Former federal prosecutor Renato Mariotti said that Durham's report is "full of 'observations' but does not present evidence of uncharged crimes, as Mueller did."

"It reads more like Durham's spin on the OIG report than a prosecutorial document," he wrote. "Combined with his lack of success in the courtroom, this investigation was a flop."

Former U.S. Attorney Harry Litman said there "really is no precedent for the Durham report."

"Mueller's long report explained precisely his reasons for his prosecutorial decisions.  Durham just recycles old cavils about the launching of the Russia investigation that have zero connection to any alleged crime. It's bogus," he tweeted.

"The justification for going WAY outside of the regulatory mandate to explain prosecutorial decisions is the Oct 2020 directive from Barr.  This is a corruption of the special counsel process to deliver a political broadside by a prosecutor whose work added up to next to nothing," Litman added.

Former FBI official Frank Figliuzzi noted in an appearance on MSNBC that Durham was "once a highly respected, hard-nosed prosecutor."

He "has twisted himself into a pretzel in an attempt to deliver what he could not deliver," he said. "The goal was to rack up many, many indictments... he's failed miserably."

Former federal prosecutor Andrew Weissmann, who served on Mueller's team, called Durham's report a "big fat nothing."

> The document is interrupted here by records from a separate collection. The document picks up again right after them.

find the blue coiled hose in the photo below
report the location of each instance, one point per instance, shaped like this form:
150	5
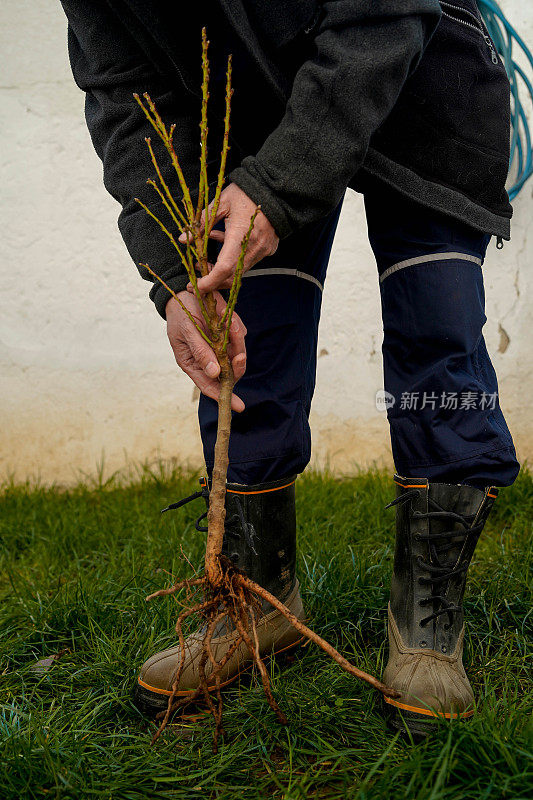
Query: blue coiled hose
507	41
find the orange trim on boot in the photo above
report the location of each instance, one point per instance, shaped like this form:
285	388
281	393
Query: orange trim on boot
428	712
263	491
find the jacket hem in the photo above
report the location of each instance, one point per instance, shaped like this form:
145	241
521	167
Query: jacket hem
432	195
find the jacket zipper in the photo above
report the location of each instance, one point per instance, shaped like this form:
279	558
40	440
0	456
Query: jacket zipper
476	25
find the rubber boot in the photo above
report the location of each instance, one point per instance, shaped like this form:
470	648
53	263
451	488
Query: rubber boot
260	538
437	529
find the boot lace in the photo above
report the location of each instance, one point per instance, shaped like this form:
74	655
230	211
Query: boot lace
439	544
235	527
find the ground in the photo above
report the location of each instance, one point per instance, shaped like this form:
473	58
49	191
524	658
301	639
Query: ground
75	567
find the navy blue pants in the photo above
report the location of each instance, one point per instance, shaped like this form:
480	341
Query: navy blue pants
445	420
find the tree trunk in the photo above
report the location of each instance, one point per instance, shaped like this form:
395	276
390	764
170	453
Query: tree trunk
217	496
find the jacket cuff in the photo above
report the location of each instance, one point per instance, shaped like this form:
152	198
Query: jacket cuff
161	296
248	178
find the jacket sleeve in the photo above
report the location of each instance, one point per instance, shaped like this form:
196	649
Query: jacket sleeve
109	65
364	52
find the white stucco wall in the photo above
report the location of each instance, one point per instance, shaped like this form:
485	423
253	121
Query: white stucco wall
85	367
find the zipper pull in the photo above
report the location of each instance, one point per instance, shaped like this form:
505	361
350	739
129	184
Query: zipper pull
493	53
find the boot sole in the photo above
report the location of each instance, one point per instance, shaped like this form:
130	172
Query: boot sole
150	699
419	722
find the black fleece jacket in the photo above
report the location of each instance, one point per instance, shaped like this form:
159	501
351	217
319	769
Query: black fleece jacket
329	94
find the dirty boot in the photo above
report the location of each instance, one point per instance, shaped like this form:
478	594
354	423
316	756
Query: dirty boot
437	528
260	538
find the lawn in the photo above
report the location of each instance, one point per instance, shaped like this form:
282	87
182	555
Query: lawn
75	567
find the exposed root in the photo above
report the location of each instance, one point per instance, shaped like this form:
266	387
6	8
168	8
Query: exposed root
236	599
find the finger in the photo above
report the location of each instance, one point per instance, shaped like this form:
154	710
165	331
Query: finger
226	262
219	278
216	235
202	356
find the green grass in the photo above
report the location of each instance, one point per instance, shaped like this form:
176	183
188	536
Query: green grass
75	567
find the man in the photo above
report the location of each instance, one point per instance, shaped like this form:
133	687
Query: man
408	102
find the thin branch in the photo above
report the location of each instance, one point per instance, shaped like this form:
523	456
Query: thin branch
203	193
175	296
183	225
237	280
254	587
157	123
225	149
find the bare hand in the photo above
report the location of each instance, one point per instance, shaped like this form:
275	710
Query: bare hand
236	209
192	352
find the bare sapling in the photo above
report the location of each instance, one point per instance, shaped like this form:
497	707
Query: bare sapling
223	592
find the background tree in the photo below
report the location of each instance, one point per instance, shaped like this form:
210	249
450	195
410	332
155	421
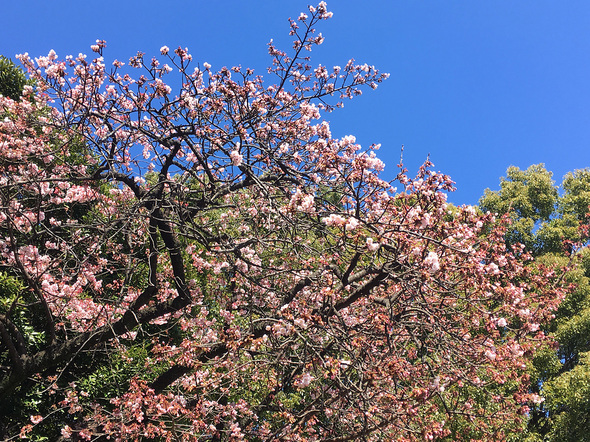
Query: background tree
214	265
553	226
12	79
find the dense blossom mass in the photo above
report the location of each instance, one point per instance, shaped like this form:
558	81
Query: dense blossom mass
211	264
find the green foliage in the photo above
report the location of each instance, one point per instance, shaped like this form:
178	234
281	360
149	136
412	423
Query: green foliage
529	197
549	225
12	79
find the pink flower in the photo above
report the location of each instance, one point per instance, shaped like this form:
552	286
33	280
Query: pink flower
304	381
236	158
372	245
66	432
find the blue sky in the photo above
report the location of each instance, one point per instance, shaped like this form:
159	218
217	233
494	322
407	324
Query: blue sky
477	85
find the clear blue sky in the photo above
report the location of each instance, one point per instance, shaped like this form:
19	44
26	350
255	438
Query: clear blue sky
477	85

"You wanna talk about a witch hunt or sort of, real, wasted resources," he told MSNBC. "If John Durham was really just doing an investigation to talk about, what are better policies and practices that the FBI could have and was depoliticizing it, I would've been all for that and said, 'Great. There's no agency that can't use greater scrutiny.' But this was trying to say that there's a big there, there when there's no, there, there."